Historical newspaper scraping with {tesseract} and R

(This article was first published on Econometrics and Free Software, and kindly contributed to R-bloggers)


I have been playing around with historical newspapers data for some months now. The “obvious” type of analysis
to do is NLP, but there is also a lot of numerical data inside historical newspapers.
For instance, you can find these tables that show the market prices of the day in the L’Indépendance Luxembourgeoise:

I wanted to see how easy it was to extract these tables from the newspapers and then make it available.
It was a bit more complicated than anticipated.

Download data

The first step is to download the data. For this, I have used the code @yvesmaurer which you
can find here. This code makes it easy to download individual
pages of certain newspapers,
for instance this one. The
pages I am interested in are pages 3, which contain the tables I need, for example
here.
@yvesmaurer’s code makes it easy to find the download links, which look like
this: https://iiif.eluxemburgensia.lu/iiif/2/ark:%2F70795%2F1drtkj%2Fpages%2F3/full/full/0/default.jpg. It is also possible to
crop the image by changing some parameters like so.
This is helpful, because it makes the image smaller. The tables I’m interested in are always in the last column, so I can can use
this feature to get smaller images. However, not every issue contains these tables, and I only want to download the ones
that have these tables. So I wrote the following code to download the images I’m interested in:

library(tidyverse)
library(magick)
library(tesseract)
library(furrr)

download_image <- function(link){

    print(link)

    isok <- image_read(link) %>%
        ocr(engine = "fra") %>%
        str_to_lower() %>%
        str_detect("marché de luxembourg")

    if(isok){
        date_link <- link %>%
            str_replace("pages%2f3", "pages%2f1") %>%
            str_replace("pct:74,0,100,100", "pct:76,1,17,5")

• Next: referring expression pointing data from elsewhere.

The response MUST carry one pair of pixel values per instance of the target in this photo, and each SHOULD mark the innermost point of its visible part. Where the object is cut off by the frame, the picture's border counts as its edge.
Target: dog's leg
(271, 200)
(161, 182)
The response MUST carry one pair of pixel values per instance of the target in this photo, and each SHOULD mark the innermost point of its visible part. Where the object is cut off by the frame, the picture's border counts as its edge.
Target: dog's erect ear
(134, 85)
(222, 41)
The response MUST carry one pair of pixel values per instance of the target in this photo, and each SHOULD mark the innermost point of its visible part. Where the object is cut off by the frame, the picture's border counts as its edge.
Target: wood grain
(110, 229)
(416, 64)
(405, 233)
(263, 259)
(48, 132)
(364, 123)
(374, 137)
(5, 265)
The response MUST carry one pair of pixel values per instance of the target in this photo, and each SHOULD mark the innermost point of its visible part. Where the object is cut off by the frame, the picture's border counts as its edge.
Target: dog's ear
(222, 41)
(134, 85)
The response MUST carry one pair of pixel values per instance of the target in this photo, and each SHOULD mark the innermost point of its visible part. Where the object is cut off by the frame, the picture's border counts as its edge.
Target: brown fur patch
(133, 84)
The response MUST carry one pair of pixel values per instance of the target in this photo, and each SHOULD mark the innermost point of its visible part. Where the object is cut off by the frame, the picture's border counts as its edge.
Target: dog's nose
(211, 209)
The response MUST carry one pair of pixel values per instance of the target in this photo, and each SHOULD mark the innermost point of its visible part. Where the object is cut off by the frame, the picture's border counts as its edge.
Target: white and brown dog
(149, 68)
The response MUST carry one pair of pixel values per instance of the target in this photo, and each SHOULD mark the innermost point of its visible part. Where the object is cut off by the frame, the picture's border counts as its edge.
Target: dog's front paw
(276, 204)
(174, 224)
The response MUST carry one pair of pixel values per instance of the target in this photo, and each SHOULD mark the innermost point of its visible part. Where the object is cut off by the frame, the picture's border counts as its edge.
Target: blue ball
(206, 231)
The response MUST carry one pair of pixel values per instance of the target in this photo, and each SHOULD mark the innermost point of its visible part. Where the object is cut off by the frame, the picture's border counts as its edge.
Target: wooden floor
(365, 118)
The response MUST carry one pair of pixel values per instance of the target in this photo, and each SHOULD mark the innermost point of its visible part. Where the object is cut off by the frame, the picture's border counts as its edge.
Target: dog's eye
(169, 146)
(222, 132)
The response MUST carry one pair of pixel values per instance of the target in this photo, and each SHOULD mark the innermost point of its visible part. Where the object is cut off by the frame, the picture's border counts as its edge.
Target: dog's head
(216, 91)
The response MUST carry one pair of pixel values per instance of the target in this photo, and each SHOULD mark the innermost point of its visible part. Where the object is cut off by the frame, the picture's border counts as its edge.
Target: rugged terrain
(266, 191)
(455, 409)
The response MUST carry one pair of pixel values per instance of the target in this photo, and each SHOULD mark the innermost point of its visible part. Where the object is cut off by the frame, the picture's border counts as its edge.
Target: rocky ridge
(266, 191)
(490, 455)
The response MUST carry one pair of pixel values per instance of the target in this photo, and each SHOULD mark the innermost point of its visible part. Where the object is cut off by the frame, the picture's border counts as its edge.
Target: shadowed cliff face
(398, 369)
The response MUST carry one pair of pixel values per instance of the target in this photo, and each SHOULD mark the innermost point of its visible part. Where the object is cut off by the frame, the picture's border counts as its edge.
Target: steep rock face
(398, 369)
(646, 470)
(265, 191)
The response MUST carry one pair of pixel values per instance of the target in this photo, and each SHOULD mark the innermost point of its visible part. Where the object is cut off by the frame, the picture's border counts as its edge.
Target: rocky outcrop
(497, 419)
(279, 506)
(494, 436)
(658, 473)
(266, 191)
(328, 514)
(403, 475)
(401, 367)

        paper_date <- image_read(date_link) %>%
            ocr(engine = "fra") %>%
            str_squish() %>%
            str_remove("%") %>%
            str_remove("&") %>%
            str_remove("/")

        ark <- link %>%
            str_sub(53, 60)

        download.file(link, paste0("indep_pages/", ark, "-", paper_date, ".jpg"))
    } else {
        NULL
        }
}

This code only downloads
an image if the ocr() from the {tesseract} (which does, you guessed it, OCR) detects the string “marché de luxembourg” which
is the title of the tables. This is a bit extreme, because if a single letter cannot be correctly detected by the OCR, the page will not
be downloaded. But I figured that if this string could not be easily recognized, this would be a canary telling me that the text
inside the table would also not be easily recognized. So it might be extreme, but my hope was that it would make detecting
the table itself easier. Turned out it wasn’t so easy, but more on this later.

Preparing images

Now that I have the images, I will prepare them to make character recognition easier. To do this, I’m using the {magick}
package:

library(tidyverse)
library(magick)
library(tesseract)
library(furrr)

prepare_image <- function(image_path){
    image <- image_read(image_path)

    image <- image %>%
        image_modulate(brightness = 150) %>%
        image_convolve('DoG:0,0,2', scaling = '1000, 100%') %>%
        image_despeckle(times = 10)

    image_write(image, paste0(getwd(), "/edited/", str_remove(image_path, ".jpg"), "edited.jpg"))
}


image_paths <- dir(path = "indep_pages", pattern = "*.jpg", full.names = TRUE)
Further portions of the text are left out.